‘Self-Love’ is not a bubble bath

Self love is the best medicine.” — Paul Fishman — Life Coach.

Emily Dowman-Latham
6 min readNov 16, 2020

I know what you’re thinking,
‘Self love is not a bubble bath? *visions the most perfect bubble bath moment*
“what’s not to love about a lavender infused bubble bath on a wet Sunday afternoon, after a wholesome forrest walk with your partner who is now delicately singing Christmas songs downstairs as he begins making the perfect Sunday roast. — Hear me out.

Previously before beginning this article I’ve had a big realisation in the last 24 hours.
There is a big difference between momentary self-care to actual self-love.

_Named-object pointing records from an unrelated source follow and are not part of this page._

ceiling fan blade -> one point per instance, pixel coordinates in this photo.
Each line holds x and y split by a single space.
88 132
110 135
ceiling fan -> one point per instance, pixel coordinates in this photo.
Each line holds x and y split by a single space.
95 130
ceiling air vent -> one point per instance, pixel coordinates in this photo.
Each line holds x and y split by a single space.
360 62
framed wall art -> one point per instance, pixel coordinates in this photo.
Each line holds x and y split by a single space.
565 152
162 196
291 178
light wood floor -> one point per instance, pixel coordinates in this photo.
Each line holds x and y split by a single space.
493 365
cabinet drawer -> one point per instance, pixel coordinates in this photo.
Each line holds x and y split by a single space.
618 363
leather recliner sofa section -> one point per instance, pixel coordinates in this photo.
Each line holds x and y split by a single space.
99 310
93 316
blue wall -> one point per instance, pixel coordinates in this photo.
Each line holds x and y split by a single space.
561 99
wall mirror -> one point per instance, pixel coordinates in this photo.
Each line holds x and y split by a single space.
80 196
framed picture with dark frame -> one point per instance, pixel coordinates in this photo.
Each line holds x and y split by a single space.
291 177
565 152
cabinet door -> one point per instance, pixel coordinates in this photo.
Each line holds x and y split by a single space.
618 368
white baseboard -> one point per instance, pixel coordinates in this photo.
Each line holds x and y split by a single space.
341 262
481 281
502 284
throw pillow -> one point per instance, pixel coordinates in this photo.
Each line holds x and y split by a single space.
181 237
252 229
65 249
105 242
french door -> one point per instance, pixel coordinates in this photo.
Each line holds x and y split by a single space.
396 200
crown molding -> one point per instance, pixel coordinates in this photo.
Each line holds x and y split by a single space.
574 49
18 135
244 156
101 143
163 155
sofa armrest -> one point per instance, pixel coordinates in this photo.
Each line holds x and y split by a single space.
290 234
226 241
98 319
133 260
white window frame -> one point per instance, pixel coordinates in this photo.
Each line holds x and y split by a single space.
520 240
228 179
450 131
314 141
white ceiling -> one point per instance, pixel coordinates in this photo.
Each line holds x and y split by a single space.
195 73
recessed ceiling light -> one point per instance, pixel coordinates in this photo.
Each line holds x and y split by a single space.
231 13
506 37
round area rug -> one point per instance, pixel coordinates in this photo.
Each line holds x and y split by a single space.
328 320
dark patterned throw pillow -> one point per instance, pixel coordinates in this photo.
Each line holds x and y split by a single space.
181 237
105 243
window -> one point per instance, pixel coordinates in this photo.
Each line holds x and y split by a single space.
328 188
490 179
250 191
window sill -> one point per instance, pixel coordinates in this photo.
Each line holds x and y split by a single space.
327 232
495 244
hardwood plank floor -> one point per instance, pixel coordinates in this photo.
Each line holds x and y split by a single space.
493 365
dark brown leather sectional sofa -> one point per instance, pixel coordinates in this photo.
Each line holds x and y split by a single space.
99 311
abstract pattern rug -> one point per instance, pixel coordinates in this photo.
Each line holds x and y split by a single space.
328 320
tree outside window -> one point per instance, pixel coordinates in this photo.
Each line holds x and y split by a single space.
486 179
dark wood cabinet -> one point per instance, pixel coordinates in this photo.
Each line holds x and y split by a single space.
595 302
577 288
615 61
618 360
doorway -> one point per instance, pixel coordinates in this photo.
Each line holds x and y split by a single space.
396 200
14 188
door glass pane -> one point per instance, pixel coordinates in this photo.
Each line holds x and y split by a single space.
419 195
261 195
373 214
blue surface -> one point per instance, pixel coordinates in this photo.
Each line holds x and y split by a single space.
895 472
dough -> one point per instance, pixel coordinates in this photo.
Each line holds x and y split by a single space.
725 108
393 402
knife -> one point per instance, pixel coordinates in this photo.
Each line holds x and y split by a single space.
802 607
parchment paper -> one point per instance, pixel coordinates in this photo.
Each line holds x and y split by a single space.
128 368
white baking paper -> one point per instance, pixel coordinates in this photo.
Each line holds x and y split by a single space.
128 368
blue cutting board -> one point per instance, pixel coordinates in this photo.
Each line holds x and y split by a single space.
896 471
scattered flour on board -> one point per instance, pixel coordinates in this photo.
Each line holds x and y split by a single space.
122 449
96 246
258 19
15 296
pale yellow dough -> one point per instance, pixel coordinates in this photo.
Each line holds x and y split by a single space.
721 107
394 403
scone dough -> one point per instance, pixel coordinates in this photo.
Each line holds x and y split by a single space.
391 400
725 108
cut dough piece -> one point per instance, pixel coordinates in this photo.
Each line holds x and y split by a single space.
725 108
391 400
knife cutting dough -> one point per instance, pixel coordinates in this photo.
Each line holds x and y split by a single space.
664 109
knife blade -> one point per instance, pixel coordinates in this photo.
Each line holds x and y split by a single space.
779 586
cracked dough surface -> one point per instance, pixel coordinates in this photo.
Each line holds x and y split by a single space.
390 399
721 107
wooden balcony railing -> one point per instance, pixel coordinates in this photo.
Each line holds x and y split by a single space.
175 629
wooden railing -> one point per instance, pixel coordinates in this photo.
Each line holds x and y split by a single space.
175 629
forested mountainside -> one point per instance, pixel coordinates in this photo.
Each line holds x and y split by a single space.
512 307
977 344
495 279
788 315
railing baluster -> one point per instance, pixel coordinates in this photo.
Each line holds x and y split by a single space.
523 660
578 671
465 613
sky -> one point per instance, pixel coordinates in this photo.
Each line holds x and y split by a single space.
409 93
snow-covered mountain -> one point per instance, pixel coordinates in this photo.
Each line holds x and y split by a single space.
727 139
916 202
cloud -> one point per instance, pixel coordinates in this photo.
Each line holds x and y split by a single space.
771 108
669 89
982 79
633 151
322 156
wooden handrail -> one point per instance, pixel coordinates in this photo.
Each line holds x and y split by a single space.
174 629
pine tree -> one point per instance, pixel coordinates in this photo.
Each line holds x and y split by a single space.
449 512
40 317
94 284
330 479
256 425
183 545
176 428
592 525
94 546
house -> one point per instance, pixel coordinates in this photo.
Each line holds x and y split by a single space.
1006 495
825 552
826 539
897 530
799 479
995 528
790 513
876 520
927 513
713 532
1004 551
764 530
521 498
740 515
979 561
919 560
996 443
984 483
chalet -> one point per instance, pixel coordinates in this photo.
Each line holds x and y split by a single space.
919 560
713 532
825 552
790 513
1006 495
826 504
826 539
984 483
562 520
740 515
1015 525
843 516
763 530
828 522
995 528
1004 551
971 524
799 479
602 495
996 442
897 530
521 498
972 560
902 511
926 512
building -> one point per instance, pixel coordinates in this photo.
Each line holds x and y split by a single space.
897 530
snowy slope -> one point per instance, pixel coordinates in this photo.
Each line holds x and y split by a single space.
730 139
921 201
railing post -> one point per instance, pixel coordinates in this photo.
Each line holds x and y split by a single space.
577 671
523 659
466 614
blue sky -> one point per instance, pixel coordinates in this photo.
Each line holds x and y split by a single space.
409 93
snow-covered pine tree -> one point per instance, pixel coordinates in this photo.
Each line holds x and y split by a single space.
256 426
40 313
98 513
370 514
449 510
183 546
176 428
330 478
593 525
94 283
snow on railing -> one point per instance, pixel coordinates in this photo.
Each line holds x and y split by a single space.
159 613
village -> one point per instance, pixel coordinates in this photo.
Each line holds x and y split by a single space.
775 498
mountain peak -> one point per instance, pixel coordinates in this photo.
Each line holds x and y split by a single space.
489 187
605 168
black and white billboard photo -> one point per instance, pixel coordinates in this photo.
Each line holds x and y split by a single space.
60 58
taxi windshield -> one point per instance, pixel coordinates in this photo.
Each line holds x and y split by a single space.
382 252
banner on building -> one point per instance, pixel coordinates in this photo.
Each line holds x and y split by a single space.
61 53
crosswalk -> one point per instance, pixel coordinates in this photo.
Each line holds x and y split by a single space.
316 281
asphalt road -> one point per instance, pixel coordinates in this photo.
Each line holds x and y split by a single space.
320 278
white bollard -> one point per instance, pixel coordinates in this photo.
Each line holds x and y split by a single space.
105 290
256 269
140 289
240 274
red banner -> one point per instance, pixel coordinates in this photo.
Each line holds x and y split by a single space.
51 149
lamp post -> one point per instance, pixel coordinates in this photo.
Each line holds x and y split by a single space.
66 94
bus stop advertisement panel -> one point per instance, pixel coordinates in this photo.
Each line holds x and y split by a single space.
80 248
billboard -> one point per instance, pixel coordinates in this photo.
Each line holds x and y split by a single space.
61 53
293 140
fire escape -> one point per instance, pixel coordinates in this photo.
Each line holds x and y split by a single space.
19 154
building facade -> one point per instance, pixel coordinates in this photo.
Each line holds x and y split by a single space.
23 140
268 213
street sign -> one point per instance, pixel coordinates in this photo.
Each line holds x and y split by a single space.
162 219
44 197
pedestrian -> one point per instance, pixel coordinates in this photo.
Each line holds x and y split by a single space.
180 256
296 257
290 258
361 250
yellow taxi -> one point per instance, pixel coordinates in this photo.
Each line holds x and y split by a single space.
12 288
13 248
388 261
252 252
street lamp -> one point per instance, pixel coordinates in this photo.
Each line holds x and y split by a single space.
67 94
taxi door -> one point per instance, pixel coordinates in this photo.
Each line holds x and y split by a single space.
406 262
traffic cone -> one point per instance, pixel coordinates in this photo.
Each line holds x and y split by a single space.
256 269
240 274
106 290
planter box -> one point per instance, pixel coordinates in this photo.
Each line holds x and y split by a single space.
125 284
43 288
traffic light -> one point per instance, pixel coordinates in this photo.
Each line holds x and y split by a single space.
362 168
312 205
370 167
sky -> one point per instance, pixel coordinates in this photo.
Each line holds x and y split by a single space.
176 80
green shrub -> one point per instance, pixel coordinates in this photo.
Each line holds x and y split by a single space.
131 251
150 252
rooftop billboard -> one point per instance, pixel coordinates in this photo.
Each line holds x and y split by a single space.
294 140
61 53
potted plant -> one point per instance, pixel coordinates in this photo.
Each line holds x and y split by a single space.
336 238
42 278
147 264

My realisation came about when I recently and for the first time, bought an massage treatment for myself on Treatwell — Actually, first massage I’ve ever had. (I know, wow.)
Now to put you in my head for a second, quite honestly this year has been one of the worst of my life, mentally.
I have truly lost control with my mind, my body — my hair is thinning, I’m feeling very run down and overall my stress management is none existent.
My sister was going for massage and asked me to join, I thought, Okay wow, I should go for one too, right? ‘I need to work on my self-love, let’s do it.’
First off, it was £60..
My head: Wow okay, but can I really afford this?
My heart: I mean the money is there, so yeah technically, you deserve this downtime for once!
..Um, right, er.. okay, sign me up!
On the way to the massage I was battling with the regret of parting with £60 for something that was literally an hour and when money is somewhat of an issue for me at the moment, I was now walking to this hour of self-indulgence when I should perhaps be looking for more work instead!
When I arrived, I couldn’t shrug the regret I was feeling for booking this appointment however the voice in my head was slightly hushed down by the company of my sister who was simply just very excited and nothing else!
During the massage, thoughts were floating around my mind.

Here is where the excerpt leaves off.